Souvent, en rentrant de ces courses, il lui arrivait de rencontrer un cimetière ancien, livré au plus sauvage abandon. Quelques pierres, petites, mal taillées, bornes étroites où son pied se blessait, lui faisaient reconnaître l’obscur village de la mort. Un caroubier aux racines tortueuses s’élevait au milieu des tombeaux et ressemblait, au crépuscule, à un berger gardant son troupeau d’ombres. — Ah ! pensait la jeune femme : indifférence ! ici la mort est moins cruelle, moins crainte. Cimetières des montagnes ! vous ne voulez rien dire à l’homme, si ce n’est lui rappeler l’égalité de sa fin : ni nom ! ni âge ! ni date ! vieillard, femme, enfant, rien ne distingue votre dépouille ! Voilà pourquoi, sans doute, cimetières d’Orient ! sur vous, mieux que sur les nôtres, plane l’immortalité, et pourquoi le voyageur a, en vous apercevant, perdus dans la solitude, des sensations si profondes et si étreignantes.

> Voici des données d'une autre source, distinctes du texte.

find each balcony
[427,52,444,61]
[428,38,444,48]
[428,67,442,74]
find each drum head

Un peu plus loin, la voix langoureuse d’une flûte kabyle descendait vers la Bretonne à travers les broussailles, et en levant les yeux, elle apercevait, au-dessus d’un ravin, une ronde de petites filles arabes dont l’aînée n’avait pas six ans. On sentait sous leurs robes longues les maigreurs ardentes de leurs corps ambrés ; elles penchaient la tête avec des mines tout à fait charmantes et fermaient à moitié, en riant, leurs grands yeux noirs malicieux. Sans la fraîcheur aiguë des rires et la candeur de leur chanson, on aurait pu les prendre pour de toutes petites femmes, tant elles mettaient dans leurs pas de câlinerie coquette et d’improvisation mystérieuse, jouant, avec la pièce d’étoffe qui leur sert de coiffure, toute une pantomime de séduction tendre.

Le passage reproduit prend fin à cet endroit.